The report also found that more than a quarter of banks struggle with monolithic and inflexible infrastructures, with 75% of the executives prioritising costs towards keeping current systems running over innovating new value propositions.
Capgemini said that payment firms should ‘embrace composability’ that lets them select and assemble building blocks in various combinations to satisfy customer requirements. From this, companies can configure their offerings to best align with SME needs.
A key technology being adopted by banks is distributed ledger technology, which is emerging as a big advantage for thriving in the modern day. The study found that 64% of SMBs believe DLT could emerge as a viable complimentary option to existing payment networks, as B2B cross-border transactions on the blockchain continue to grow alongside cryptocurrency transactions.

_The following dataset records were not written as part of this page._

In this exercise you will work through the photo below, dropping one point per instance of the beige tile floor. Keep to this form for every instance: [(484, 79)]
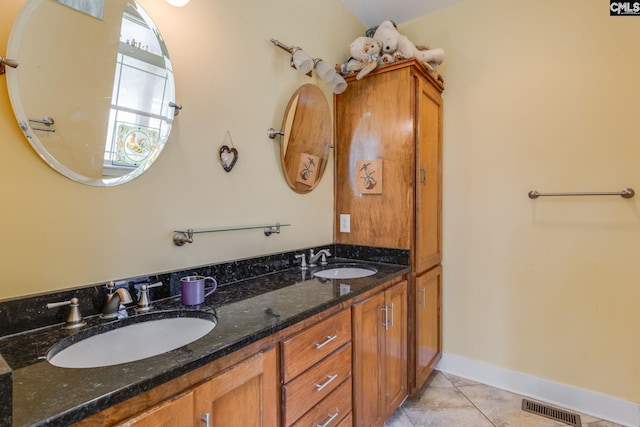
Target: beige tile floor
[(450, 401)]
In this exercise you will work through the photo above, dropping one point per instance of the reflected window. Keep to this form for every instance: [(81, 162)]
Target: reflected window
[(139, 119)]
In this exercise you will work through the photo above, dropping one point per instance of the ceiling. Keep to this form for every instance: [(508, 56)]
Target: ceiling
[(373, 12)]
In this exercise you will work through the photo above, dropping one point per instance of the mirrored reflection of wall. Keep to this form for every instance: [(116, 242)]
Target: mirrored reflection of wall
[(305, 146), (53, 52)]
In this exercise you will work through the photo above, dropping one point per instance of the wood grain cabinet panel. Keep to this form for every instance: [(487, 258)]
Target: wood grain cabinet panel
[(316, 373), (394, 115), (177, 412), (330, 410), (427, 307), (380, 355), (314, 344), (313, 385), (243, 395)]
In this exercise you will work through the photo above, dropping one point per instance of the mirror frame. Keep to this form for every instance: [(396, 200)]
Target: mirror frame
[(75, 171), (307, 135)]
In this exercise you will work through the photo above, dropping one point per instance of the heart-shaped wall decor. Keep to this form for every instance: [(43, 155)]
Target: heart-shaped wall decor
[(228, 157)]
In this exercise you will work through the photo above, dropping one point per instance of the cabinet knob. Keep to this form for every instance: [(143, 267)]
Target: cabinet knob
[(328, 340), (319, 387), (331, 418)]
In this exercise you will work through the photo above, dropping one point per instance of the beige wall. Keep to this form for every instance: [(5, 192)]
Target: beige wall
[(541, 95), (60, 234)]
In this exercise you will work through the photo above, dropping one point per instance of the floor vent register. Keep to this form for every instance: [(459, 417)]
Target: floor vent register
[(550, 412)]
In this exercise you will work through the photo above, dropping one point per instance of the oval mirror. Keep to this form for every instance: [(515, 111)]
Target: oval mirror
[(304, 147), (94, 91)]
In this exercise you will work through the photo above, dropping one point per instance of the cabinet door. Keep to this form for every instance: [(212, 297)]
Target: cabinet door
[(368, 347), (177, 412), (244, 395), (395, 341), (428, 326), (374, 120), (428, 238)]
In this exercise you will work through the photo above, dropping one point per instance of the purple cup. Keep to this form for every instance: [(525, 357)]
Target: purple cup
[(193, 289)]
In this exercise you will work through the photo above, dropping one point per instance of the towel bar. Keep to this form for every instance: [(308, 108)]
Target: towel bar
[(626, 193)]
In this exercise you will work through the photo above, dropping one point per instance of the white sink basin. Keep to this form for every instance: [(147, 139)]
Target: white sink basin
[(132, 342), (345, 272)]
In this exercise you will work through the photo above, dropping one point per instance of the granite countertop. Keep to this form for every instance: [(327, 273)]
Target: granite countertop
[(247, 311)]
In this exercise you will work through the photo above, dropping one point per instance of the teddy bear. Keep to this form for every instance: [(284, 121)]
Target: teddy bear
[(366, 51), (400, 47)]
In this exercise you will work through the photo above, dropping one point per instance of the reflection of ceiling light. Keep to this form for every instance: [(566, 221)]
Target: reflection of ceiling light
[(177, 3)]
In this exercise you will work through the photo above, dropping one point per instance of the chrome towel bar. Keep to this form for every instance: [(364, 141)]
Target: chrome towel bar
[(626, 193)]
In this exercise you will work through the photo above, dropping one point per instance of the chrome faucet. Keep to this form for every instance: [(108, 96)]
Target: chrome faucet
[(115, 297), (313, 258)]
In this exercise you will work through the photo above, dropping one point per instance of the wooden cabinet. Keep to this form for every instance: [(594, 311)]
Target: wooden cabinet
[(316, 373), (380, 355), (177, 412), (394, 115), (428, 291), (243, 395)]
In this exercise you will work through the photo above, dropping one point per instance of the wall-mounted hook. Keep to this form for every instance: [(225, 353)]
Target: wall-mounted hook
[(272, 133), (47, 121), (180, 238), (10, 62), (176, 107), (268, 231)]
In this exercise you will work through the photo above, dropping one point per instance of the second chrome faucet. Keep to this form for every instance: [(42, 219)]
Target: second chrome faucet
[(313, 258)]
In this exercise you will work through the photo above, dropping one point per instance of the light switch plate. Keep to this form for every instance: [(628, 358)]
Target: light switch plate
[(345, 223)]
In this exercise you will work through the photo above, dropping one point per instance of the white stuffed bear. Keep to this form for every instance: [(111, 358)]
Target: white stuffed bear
[(398, 45), (366, 51)]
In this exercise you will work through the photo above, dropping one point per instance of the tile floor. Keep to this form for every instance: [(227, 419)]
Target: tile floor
[(450, 401)]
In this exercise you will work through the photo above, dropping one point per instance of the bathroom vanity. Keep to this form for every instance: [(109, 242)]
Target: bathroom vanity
[(287, 350)]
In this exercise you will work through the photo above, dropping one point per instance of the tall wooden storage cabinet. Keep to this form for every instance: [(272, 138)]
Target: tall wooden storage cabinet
[(388, 178)]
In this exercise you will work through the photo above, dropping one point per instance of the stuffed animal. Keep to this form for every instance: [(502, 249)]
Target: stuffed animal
[(353, 65), (366, 51), (398, 45)]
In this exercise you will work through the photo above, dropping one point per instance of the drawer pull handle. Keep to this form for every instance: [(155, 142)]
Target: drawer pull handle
[(331, 418), (386, 317), (329, 339), (392, 314), (331, 378)]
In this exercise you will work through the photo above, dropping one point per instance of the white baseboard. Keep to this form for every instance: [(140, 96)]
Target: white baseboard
[(584, 401)]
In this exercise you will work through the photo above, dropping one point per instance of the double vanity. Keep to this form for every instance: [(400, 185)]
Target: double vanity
[(252, 317)]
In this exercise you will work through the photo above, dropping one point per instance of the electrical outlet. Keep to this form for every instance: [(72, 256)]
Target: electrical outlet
[(345, 223)]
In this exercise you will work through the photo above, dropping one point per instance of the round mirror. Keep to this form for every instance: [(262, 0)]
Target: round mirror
[(94, 91), (304, 147)]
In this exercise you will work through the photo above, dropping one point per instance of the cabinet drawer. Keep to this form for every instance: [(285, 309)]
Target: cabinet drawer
[(331, 410), (305, 349), (313, 385)]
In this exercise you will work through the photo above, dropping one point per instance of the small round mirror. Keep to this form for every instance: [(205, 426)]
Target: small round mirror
[(305, 145), (94, 91)]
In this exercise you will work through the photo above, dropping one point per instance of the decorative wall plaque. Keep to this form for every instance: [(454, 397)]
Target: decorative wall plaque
[(369, 176)]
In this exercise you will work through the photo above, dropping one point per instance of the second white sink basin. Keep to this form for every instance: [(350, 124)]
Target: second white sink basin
[(132, 342), (345, 272)]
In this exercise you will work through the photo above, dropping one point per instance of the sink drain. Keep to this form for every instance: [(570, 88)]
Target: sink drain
[(550, 412)]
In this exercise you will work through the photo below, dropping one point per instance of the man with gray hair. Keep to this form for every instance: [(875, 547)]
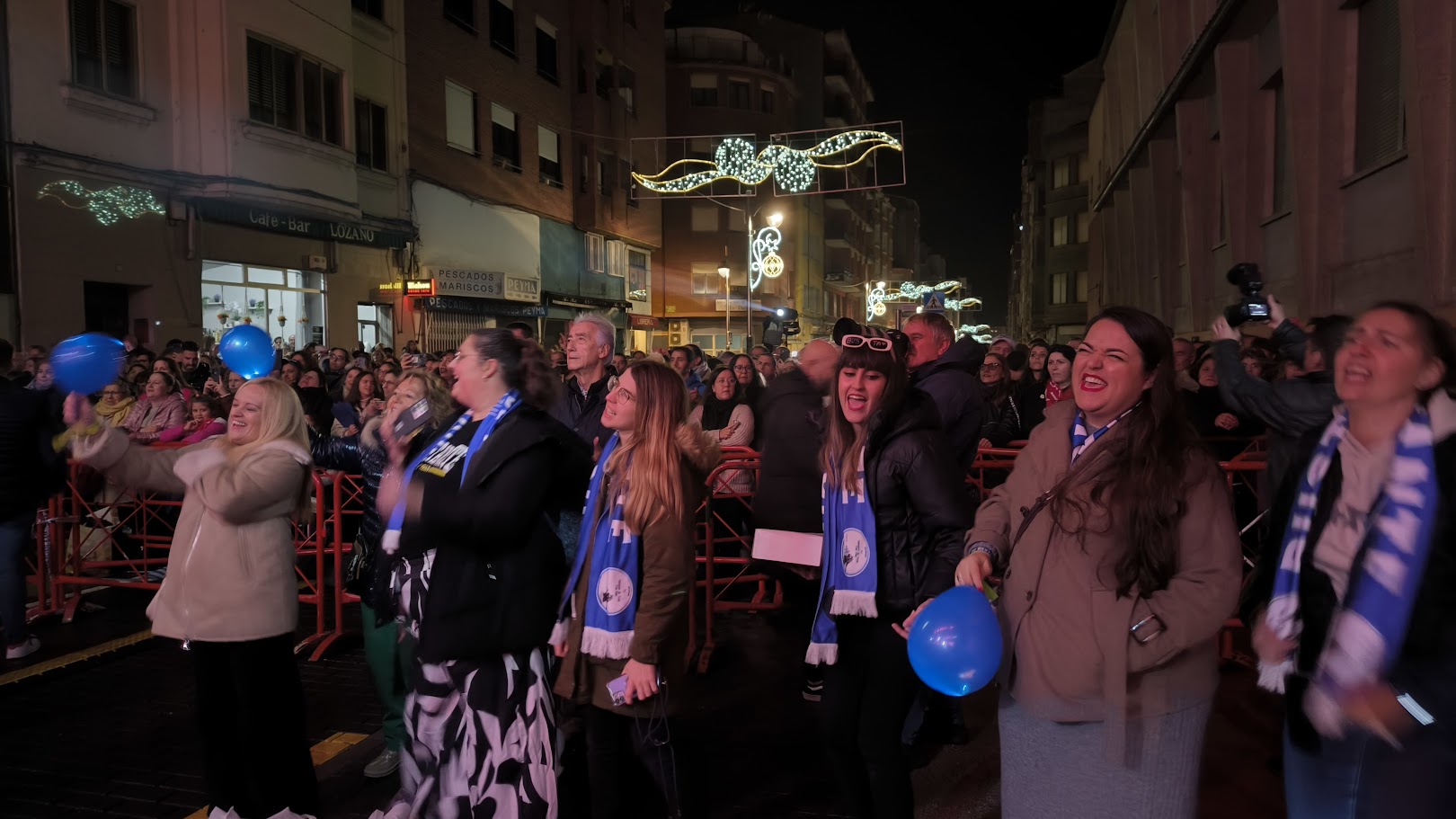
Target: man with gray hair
[(590, 343)]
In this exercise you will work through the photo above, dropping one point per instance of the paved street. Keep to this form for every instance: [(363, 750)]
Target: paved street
[(112, 734)]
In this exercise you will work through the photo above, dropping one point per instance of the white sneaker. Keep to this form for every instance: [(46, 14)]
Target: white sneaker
[(383, 765), (31, 645)]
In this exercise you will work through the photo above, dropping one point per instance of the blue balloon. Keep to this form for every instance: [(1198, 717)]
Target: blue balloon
[(86, 363), (955, 643), (248, 352)]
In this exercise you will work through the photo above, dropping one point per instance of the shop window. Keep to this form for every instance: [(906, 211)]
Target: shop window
[(103, 46), (286, 303)]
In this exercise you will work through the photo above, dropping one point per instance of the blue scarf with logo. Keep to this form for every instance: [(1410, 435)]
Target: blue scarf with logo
[(849, 570), (612, 588), (396, 519), (1369, 630)]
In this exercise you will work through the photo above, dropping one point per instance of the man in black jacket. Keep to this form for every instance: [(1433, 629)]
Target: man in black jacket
[(590, 343), (30, 473)]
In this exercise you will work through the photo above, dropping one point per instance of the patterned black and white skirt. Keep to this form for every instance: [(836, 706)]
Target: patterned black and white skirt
[(481, 732)]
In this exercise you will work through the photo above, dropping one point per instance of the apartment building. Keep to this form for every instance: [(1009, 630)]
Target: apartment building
[(183, 168)]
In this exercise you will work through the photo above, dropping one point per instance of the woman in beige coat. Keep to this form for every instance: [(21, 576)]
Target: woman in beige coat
[(229, 592), (1122, 565)]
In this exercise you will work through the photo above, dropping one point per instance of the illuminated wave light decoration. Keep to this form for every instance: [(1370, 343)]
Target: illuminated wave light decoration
[(909, 290), (107, 204), (793, 169)]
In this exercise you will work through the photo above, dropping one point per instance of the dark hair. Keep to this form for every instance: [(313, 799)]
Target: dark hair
[(1327, 334), (1141, 483), (523, 365), (1437, 338), (839, 457)]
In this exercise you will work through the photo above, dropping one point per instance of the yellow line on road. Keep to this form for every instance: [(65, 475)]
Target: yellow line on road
[(75, 657), (321, 752)]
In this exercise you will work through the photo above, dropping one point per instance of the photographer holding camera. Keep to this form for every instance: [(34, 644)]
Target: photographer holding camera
[(1291, 407)]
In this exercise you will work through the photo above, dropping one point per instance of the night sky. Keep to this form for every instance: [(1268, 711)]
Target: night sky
[(960, 77)]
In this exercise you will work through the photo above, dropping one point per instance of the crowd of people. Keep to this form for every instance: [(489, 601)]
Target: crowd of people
[(528, 549)]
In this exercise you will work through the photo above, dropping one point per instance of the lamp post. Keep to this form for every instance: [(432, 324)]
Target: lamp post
[(724, 272)]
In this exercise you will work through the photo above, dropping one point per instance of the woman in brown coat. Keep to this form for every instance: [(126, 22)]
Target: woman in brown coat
[(1122, 565), (622, 634)]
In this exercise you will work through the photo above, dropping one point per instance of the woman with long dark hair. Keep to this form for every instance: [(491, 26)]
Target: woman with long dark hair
[(622, 624), (894, 521), (1122, 565), (1360, 624), (474, 515)]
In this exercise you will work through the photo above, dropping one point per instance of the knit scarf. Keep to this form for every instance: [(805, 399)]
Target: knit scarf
[(396, 519), (849, 570), (1367, 631), (615, 574)]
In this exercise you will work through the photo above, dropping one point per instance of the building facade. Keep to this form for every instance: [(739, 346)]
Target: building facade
[(1049, 295), (1310, 138), (183, 168), (520, 119)]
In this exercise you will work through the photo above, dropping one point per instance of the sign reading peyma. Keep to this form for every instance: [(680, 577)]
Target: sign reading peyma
[(823, 161)]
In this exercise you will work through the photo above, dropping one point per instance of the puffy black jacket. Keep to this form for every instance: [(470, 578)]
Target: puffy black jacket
[(500, 565), (789, 433), (953, 380), (922, 511), (30, 468)]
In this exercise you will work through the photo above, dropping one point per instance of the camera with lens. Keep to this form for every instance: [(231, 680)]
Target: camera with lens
[(1254, 307)]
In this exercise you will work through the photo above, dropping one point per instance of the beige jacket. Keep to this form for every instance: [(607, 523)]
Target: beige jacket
[(230, 572)]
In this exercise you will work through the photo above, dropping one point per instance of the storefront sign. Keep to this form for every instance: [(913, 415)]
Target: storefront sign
[(485, 284), (483, 307), (298, 225)]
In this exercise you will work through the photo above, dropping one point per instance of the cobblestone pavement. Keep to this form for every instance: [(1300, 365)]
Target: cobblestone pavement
[(114, 734)]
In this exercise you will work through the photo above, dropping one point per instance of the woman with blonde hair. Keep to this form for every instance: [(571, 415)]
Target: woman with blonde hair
[(624, 615), (230, 595), (471, 521)]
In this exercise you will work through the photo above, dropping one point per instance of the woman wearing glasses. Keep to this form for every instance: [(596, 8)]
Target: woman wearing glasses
[(1122, 565), (894, 522)]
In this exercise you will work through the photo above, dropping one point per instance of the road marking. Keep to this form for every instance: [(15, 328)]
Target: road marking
[(75, 657), (321, 752)]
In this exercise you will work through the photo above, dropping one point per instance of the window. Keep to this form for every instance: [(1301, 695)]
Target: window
[(1059, 230), (606, 169), (279, 79), (1379, 100), (705, 279), (547, 150), (371, 7), (546, 49), (103, 46), (739, 93), (596, 253), (626, 88), (1282, 194), (370, 134), (639, 272), (505, 145), (704, 91), (502, 25), (460, 12), (460, 119), (705, 218), (1061, 173)]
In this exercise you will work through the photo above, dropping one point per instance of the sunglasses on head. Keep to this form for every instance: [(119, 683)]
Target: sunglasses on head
[(877, 344)]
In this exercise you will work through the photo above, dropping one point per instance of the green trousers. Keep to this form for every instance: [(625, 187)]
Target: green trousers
[(389, 663)]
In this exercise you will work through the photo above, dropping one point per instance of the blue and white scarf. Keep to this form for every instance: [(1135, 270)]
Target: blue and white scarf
[(396, 519), (1369, 630), (612, 588), (849, 570)]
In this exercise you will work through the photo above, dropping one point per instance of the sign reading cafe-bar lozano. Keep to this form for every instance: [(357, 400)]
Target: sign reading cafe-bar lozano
[(298, 225)]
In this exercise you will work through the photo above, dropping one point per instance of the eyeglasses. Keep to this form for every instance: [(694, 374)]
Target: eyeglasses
[(877, 344)]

In addition, the rapid rise of more unregulated crypto assets has led many banks to explore the opportunities deriving from central bank digital currency (CBDC). The report highlighted that those looking to become industry frontrunners are already scaling DLT use cases for the next wave of growth opportunities.
Capgemini global head of payments and cards Jeroen Hölscher said, “Small and medium businesses are the backbone of global economic growth, contributing to half of global GDP and global employment. And yet, they are some of the most affected by the recent market volatility. Banks and payment service providers must realign their priorities to capture this untapped value through innovative and experiential payment services.”